L’après-midi où ma belle-sœur a tout changé entre nous

Sofía avait dix-huit ans et vivait dans cette zone floue entre l’adolescence et la vie adulte où tout semble provisoire. Elle étudiait sa dernière année de lycée, dormait tard quand elle le pouvait, et n’avait que très peu de choses auxquelles penser, au-delà de ses examens et de ses vagues projets pour l’été. Elle était mince, brune, avec cette beauté qu’on ne sait pas encore avoir.
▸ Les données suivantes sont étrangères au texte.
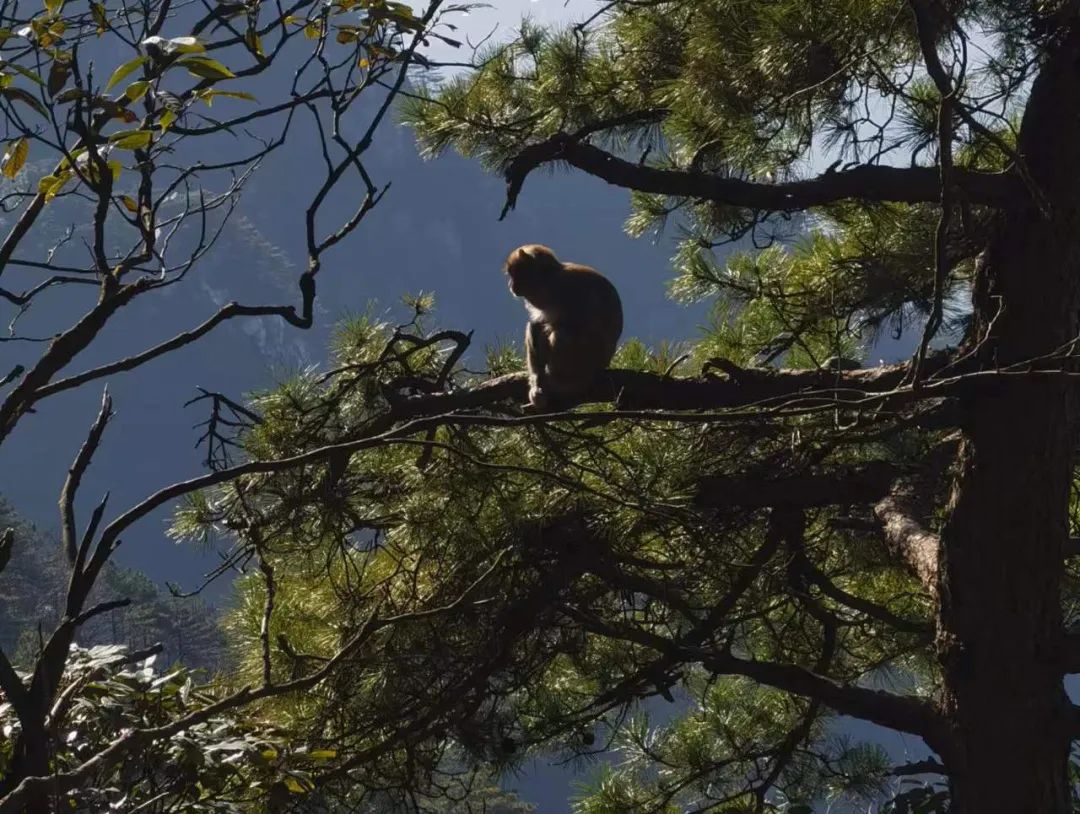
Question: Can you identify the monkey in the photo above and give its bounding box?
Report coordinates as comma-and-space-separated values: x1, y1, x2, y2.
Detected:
503, 244, 622, 409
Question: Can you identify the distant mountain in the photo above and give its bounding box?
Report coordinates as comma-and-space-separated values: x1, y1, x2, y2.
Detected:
0, 499, 225, 669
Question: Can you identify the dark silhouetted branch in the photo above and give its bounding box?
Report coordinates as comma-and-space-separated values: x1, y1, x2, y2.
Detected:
502, 133, 1030, 217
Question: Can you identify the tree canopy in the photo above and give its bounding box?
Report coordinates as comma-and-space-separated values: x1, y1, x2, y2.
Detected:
0, 0, 1080, 814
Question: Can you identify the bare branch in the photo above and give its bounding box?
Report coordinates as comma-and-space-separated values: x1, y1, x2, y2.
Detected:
502, 134, 1029, 217
59, 388, 112, 569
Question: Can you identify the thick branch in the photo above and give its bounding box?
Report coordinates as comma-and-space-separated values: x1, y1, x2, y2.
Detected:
32, 295, 315, 401
703, 655, 948, 752
874, 486, 939, 596
394, 354, 949, 418
694, 461, 901, 508
503, 133, 1029, 217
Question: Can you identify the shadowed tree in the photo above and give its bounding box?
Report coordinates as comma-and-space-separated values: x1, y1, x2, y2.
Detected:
152, 0, 1080, 814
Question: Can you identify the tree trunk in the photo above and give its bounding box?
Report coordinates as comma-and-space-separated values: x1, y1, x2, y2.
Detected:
937, 26, 1080, 814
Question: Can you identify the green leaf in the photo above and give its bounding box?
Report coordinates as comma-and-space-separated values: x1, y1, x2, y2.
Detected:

Valentina, c’était autre chose. Vingt-cinq ans, cheveux noirs jusqu’aux épaules, yeux sombres qui semblaient toujours évaluer quelque chose sans que personne ne le remarque. Elle était avec Marcos depuis cinq ans, le frère aîné de Sofía, et pour la famille elle faisait déjà partie du mobilier sans que personne ne l’ait dit à voix haute. Elle venait dîner le dimanche, dormait sur place quand Marcos rentrait tard du travail, aidait aux courses au supermarché et discutait de séries dans le canapé comme si elle avait toujours vécu là.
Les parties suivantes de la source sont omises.